20 September 2010

Graphic television commercials and newspaper ads have been used to reduce the incidence of young males being burned by throwing petrol on campfires, bonfires and outdoor BBQs.

Dr John Harrison and Bruce Redman, from UQ’s School of Journalism and Communication, worked with burns surgeon and chief investigator Dr Michael Muller and a team from UQ’s School of Medicine's Burns, Trauma and Critical Care Research Centre to develop the campaign.

"Don’t be a flamin' fool", a two-week burns prevention campaign, has been trialled in regional Queensland as part of a study to evaluate the effectiveness of a targeted burn prevention message.

Supported by data from an 11-year study of patients admitted to the Royal Brisbane and Women’s Hospital with new burn injuries, the development of the campaign included interviews with doctors, burns victims and their families.

"People throw petrol on a fire to get it going, and they get burned. Our TV commercials were designed to show the risks associated with doing this. One of our commercials was so graphic it was restricted to PG viewing times," Dr Harrison said.

Mr Redman has been working with the Queensland Fire and Rescue Academy at Whyte Island to film fires accelerated by petrol.

"We now know how little fuel it takes to get a big bang. And big bangs burn people," Mr Redman said.

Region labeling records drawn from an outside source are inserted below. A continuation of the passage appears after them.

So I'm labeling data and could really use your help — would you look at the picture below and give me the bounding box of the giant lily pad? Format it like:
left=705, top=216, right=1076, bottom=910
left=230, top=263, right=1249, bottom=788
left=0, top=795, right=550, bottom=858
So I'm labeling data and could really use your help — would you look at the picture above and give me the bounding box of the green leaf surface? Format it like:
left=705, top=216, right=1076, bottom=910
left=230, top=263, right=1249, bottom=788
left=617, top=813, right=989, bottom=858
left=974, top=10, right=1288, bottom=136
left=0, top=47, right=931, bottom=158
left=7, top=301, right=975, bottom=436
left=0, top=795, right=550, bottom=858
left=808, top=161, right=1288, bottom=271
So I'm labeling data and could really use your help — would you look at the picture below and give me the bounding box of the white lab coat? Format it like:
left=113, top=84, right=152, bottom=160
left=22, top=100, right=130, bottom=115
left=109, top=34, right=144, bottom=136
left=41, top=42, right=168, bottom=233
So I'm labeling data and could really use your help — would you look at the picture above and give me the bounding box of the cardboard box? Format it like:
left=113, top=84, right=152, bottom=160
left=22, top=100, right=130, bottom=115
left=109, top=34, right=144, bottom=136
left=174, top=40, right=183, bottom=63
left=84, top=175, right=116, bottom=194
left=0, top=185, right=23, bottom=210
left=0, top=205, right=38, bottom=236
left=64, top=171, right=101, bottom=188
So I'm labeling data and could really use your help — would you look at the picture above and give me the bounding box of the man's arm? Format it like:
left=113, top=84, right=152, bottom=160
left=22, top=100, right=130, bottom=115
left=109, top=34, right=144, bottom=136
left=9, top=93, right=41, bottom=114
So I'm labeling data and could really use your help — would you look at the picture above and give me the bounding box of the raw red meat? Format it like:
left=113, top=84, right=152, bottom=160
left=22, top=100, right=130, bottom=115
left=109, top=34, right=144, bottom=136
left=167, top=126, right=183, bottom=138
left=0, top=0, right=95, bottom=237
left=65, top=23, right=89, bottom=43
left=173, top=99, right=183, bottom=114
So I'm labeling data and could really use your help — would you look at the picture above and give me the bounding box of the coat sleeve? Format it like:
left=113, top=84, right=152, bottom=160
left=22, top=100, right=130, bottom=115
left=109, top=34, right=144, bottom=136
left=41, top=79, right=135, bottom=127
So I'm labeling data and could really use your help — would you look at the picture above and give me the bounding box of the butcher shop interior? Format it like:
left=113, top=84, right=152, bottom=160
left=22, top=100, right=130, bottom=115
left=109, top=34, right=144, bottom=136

This study observed that a media prevention message had a significant impact on burn safety knowledge. In follow-up telephone interviews, 83 percent of respondents who had seen the "flamin' fool" campaign thought it was effective in getting its message across.

Dr Muller was supported as Chief Investigator of this project by the Centre for Burns, Trauma and Critical Care Research at the Royal Brisbane and Women’s Hospital.

The project is funded by a competitive research grant from Queensland Health.